Post # 1
Fiancé and I have been together 9 years. Future in laws are controlling. Future Mother-In-Law wants this to basically be her wedding. When I suggested a couple dates she said no. Fiancé and I are laid back private people. Future Mother-In-Law wants our wedding in their backyard of their $450,000 house with their pool so they can show off. We mentioned we wanted to have a pig roast bbq / small wedding at my family’s farm. Future Mother-In-Law threw a fit and had a melt down. One to where she was taking a bath sobbing, drinking wine, and calling her daughter freaking out. She is disgusted that we don’t want an extravagant elegant wedding. Fiancé explained to her that we don’t want that. She wouldn’t back down. At one point he got so upset with her that he said “f*** an elegant wedding!” We are both just so pushed away from having a wedding party at all.
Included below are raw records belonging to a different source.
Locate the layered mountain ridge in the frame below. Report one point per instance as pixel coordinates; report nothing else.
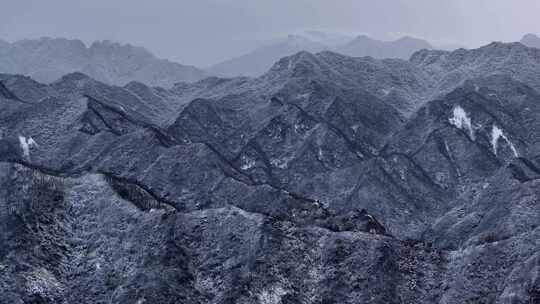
(329, 179)
(48, 59)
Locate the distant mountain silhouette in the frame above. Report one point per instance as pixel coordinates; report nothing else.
(531, 40)
(48, 59)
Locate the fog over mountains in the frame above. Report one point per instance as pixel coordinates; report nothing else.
(329, 178)
(260, 60)
(47, 60)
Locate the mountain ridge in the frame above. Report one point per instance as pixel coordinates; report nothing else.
(327, 179)
(47, 59)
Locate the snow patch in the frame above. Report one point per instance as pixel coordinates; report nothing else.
(303, 96)
(281, 163)
(386, 92)
(26, 144)
(461, 120)
(496, 134)
(247, 163)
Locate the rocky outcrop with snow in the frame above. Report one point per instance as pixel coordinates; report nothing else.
(46, 60)
(329, 179)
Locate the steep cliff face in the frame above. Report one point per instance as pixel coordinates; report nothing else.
(310, 184)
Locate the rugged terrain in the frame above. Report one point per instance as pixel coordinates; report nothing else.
(47, 60)
(258, 61)
(329, 179)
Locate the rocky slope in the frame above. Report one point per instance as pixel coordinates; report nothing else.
(401, 48)
(47, 60)
(329, 179)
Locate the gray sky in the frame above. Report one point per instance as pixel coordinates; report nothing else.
(202, 32)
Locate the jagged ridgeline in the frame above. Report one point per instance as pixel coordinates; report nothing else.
(329, 179)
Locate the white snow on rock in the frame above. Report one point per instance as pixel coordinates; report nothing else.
(247, 163)
(26, 144)
(496, 135)
(462, 121)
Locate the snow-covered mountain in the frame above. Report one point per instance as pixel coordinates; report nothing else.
(48, 59)
(329, 179)
(401, 48)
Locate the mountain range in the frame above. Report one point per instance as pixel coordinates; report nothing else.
(531, 40)
(257, 62)
(328, 179)
(48, 59)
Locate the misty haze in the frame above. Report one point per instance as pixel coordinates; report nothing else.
(273, 151)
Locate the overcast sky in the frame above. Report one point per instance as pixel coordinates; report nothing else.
(202, 32)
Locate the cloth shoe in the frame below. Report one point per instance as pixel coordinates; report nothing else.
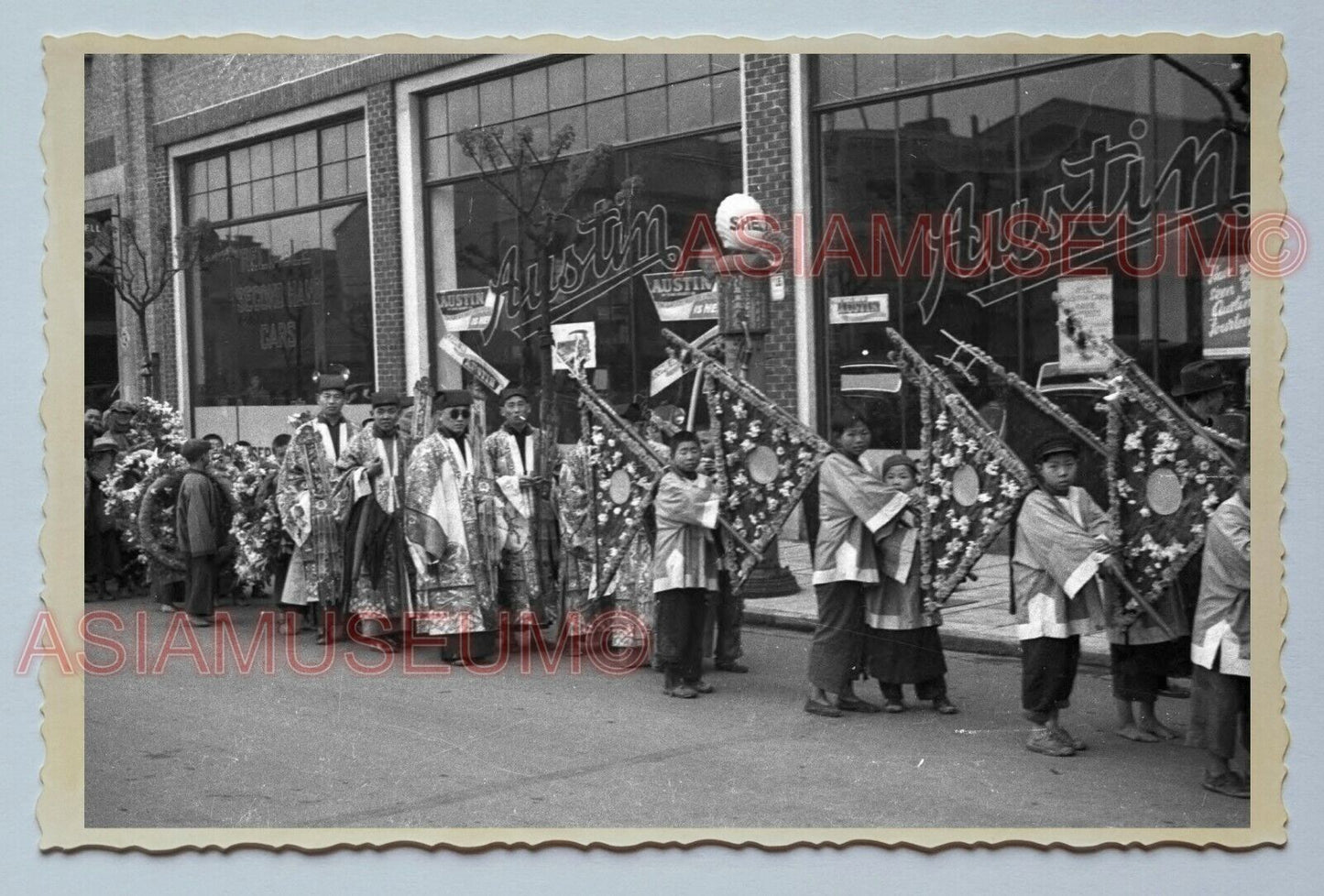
(1229, 783)
(1066, 738)
(1042, 741)
(818, 708)
(851, 703)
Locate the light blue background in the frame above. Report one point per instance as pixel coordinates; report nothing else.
(710, 869)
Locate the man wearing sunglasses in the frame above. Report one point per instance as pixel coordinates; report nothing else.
(523, 462)
(446, 539)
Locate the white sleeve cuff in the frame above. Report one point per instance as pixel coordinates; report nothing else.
(1083, 574)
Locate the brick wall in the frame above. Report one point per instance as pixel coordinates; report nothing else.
(188, 82)
(767, 145)
(384, 207)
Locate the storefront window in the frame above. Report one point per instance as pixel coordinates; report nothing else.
(1122, 137)
(618, 101)
(290, 292)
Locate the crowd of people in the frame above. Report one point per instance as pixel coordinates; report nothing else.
(473, 541)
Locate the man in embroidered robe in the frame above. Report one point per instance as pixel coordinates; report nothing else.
(1061, 544)
(903, 645)
(523, 462)
(449, 535)
(377, 562)
(1220, 642)
(854, 509)
(310, 511)
(202, 526)
(684, 565)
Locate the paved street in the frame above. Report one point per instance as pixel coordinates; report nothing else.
(589, 749)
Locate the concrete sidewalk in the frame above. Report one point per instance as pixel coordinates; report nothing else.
(975, 619)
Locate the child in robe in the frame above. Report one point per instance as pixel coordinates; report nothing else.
(684, 567)
(903, 645)
(1220, 640)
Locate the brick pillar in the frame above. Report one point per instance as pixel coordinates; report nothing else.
(767, 148)
(384, 209)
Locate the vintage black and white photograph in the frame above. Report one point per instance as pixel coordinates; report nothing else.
(568, 438)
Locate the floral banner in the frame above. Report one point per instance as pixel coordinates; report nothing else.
(969, 481)
(765, 460)
(622, 473)
(1165, 476)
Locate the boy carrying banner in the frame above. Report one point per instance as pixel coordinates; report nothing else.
(1220, 640)
(1059, 545)
(854, 509)
(903, 645)
(684, 567)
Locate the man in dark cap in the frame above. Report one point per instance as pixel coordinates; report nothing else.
(119, 421)
(377, 560)
(1202, 390)
(202, 524)
(452, 533)
(307, 500)
(1059, 545)
(523, 462)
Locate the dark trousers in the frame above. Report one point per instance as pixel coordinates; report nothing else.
(839, 636)
(202, 584)
(1047, 674)
(726, 612)
(1228, 707)
(680, 631)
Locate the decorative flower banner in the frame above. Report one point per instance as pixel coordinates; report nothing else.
(1166, 474)
(764, 457)
(622, 472)
(969, 481)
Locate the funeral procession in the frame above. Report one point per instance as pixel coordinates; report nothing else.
(666, 441)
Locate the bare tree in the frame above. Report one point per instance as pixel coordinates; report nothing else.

We actually just want to get married at the courthouse! Just us two. Save money and not have to fuss over arguing with her about it. We don’t care about “the show” that she wants to put on. We don’t care to impress any one. Fiancé said he wouldn’t care if I was wearing jeans and a shirt to get married in. All that matters to us is that we are together and married. My parents got married at the courthouse 34 years ago. They said they never regretted it. They said that they will be happy with whatever we decide. Why couldn’t she be that way?!
Post # 2
- Wedding: April 2017 - City, State
Sounds like you two should have a courthouse wedding, then. She can’t stop you from doing it. And she’ll get over it once it’s all said and done. If she doesn’t get over it, that’s her problem. I’d stop talking to her about the wedding entirely.
Post # 3
lydiabee123 : In laws are only as controlling as you allow them to be and this will only get worse as you buy a house, have kids, pick out schools, etc. You want to really make a statement and tell your Future Mother-In-Law who is in control of your marriage? Then go to the courthouse with or without her. Or there may be cute chapels nearby that do elopements. Either way, you and your FH need to be on the same page. If he’s a push over for mommy then that will be a huge strain in your marriage.
Post # 4
You are adults. You make the decisions. Why reward her bad behavior by giviing in?
Post # 5
lydiabee123 : It’s not something they have control over, so who cares what she wants or if she cries over it? She’s being silly. Ignore it.
… Unless they’re paying. Are they paying?
Post # 6
Your money, your desire, your wedding. She can pout to your Future Sister-In-Law all she wants, she isn’t signing the marriage certificate
Post # 7
- Wedding: May 2015 - St Peter\'s Church, East Maitland, and Bella Vista, Newcastle
Have the wedding you want to have. If she throws a tantrum like a toddler, ignore her. What’s the worst she can do? She can’t ground you, take away your car keys or remove privileges, can she?! Just don’t tell her what you’re doing – if she asks, “grey rock” – ie give her a boring answer that doesn’t tell her anything. “When is your wedding date?” “Still figuring that out.” And so on.
honeybunbee is spot on. This is only going to get worse if you don’t lay boundaries down now and stick to them.
Post # 8
I would plan the wedding you want and then just tell her when it is and where but keep all other details to yourselves as she is unreasonable.
if she asks about details then only give basic facts or say u just say thanks but it is covered.
Post # 9
- Wedding: Scotts ~ Walnut Creek
What is stopping you from having a courthouse wedding? Answer: Nothing. So have it and be done. You’re probably going to have to deal with her meltdowns and tantrums for years to come, she seems like the type. Doesn’t mean she gets to have her way.
Even if she offered to pay for this extravagant wedding you don’t want that means nothing if you decide to go to the courthouse. Couple hundred bucks or less you each pay and ta da, married. Problem solved.
Post # 10
So do what you want. If you’re old enough to get married, you’re old enough to stand up to mommy and not wait for other people’s approval to validate you. You’re just pissing your time away sitting there wishing his mother was like someone else. You don’t get to control other people – you only get to control yourself and how you react. So, as long as you’re spending only your money, you can do what you like. So do it.
Post # 11
I just can’t fathom a life in which I let someone else have that much control over me? To me this shouldn’t even be a discussion with them – have the wedding you want.
Post # 12
I’m sorry. But when I read the part about the cost of your Future Mother-In-Law house I laughed cause THIS is what $450K gets you in my neck of the woods 😂😂😂
All jokes aside. Just have the wedding you two want and let her have her heart attack.
Post # 13
Sounds like the perfect brew for a courthouse wedding or elopement! Do what YOU two want, don’t let anyone else dictate how you marry your loved one
Post # 14
And you don’t have to deal with her attempts to control you for the rest of your life–if you and your future husband are on the same page about refusing to do so.
Post # 15
She sounds like a melter. Cut her off from future wedding chat and have the wedding you want to have.